Height: 5 Feet 11 1/2 inches Tall
Education: Yale College 1878
Cincinnati Law School 1880
Religion: Unitarian
Birth Date: September 15th, 1857
Birth Place: Cincinnati, Ohio
Political Party: Republican
Married: Helen Herron (1861-1943)
Date Married: June 19th, 1886
Children: Robert, Helen, and Charles
Career: Lawyer
Died: March 8th, 1930
Place of Death: Washington, D.C.
Burial Place: Arlington, Virginia
"Our international policy is always
to promote peace"
March 4th, 1909

Taft spent his boyhood in Cincinnati, Ohio. His father Alphonso Taft was a distinguished Cincinnati attorney and a prominent Republican who served as secretary of war and then attorney general under President Ulysses Grant. Taft's father was also U.S. Ambassador to Austria-Hungary and Russia under President Chester Arthur. The elder Taft had also sought but lost the 1879 Republican gubernatorial nomination in Ohio.

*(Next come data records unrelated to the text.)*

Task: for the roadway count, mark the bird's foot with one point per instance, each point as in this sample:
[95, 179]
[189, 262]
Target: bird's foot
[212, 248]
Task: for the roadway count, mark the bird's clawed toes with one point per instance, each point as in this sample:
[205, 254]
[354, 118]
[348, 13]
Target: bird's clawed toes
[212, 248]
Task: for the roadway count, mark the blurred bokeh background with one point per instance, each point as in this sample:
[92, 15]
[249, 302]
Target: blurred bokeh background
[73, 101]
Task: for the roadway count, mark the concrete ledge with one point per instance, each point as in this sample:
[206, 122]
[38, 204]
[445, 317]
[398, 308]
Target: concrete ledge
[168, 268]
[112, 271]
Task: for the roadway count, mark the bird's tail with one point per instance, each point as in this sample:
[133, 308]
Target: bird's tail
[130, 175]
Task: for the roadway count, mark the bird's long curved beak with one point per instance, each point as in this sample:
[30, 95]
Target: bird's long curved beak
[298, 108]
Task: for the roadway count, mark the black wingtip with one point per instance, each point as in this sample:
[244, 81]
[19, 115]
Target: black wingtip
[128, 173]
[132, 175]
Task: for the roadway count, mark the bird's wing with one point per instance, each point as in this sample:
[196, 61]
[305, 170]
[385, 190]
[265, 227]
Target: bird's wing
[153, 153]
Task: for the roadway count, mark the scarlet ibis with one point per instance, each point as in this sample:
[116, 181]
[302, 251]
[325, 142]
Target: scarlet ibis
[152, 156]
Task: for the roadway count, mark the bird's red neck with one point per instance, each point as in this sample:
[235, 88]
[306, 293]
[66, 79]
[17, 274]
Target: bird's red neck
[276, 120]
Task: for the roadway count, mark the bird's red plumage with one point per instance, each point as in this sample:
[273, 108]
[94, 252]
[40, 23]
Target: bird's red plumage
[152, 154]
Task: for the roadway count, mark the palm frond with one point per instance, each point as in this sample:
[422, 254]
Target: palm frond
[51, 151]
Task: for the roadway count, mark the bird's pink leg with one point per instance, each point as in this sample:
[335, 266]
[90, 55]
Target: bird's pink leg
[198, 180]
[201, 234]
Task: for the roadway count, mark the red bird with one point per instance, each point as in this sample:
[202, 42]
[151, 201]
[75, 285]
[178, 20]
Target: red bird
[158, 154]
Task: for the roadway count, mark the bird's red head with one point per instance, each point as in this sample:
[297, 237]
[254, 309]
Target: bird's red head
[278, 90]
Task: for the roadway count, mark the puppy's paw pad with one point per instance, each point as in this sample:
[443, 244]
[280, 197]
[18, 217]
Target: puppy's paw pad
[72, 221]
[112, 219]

From childhood, William Howard Taft had a weight problem. At times during his presidency, he reached 300 pounds. At Yale University he graduating second in his class. Taft entered private law practice while also holding several local appointive positions. Taft also held several key legal and judicial posts from 1887 to 1900, including judge of the Cincinnati Superior Court, U.S. solicitor general, and then as a member of the Sixth U.S. Circuit Court of Appeals. President William McKinley asked Taft to serve as president of the commission to oversee the newly won Philippine Islands. Taft took the job, only after McKinley promised him position on the Supreme Court when he returned.

Taft's service in the Philippines from 1900 to 1903 was fulfilling and largely successful. While there, he twice turned down President Roosevelt's offer of a Supreme Court appointment in order to finish his work. He became governor of the islands in 1901. in 1903 Taft left the islands to become Roosevelt's secretary of war.

As secretary of war, Taft became Roosevelt's chief emissary and confidant, assisting him in the Portsmouth Peace negotiations, and in establishing a protectorate in Cuba. Roosevelt handpicked Taft to succeed him in 1908. The public joked that T.A.F.T. stood for "take advice from Theodore." Thanks in part to Roosevelt's popularity, Taft's victory over Democrat William Jennings Bryan was decisive. Taft promised to continue Roosevelt's reform program. But Roosevelt, and many of his allies, saw Taft's administration as abandoning progressivism. The consequent animosity split the Republican Party in 1912.

Taft came to the White House promising to continue Roosevelt's agenda, but he was more comfortable executing the existing law than demanding new legislation from Congress. His first effort as President was to lead Congress to lower tariffs, but traditional high tariff interests dominated Congress, and Taft largely failed in his effort at legislative leadership. He also alienated Roosevelt when he attempted to break up U.S. Steel, a trust that Roosevelt had approved while President. Taft also forced Roosevelt's forestry chief to resign, jeopardizing Roosevelt's gains in the conservation of natural resources. By 1911, Taft was less active in "trust-busting," and generally seemed more conservative. In foreign affairs, Taft continued Roosevelt's goal of expanding U.S. foreign trade in South and Central America, as well as in Asia, and he termed his policy "dollar diplomacy."

President Taft's life-long dream of reaching the U.S. Supreme Court was satisfied in 1921 when he was appointed as chief justice by President Warren Harding. His tendency to contemplate every side of an issue served him well as chief justice but rendered him indecisive and ineffectual as President.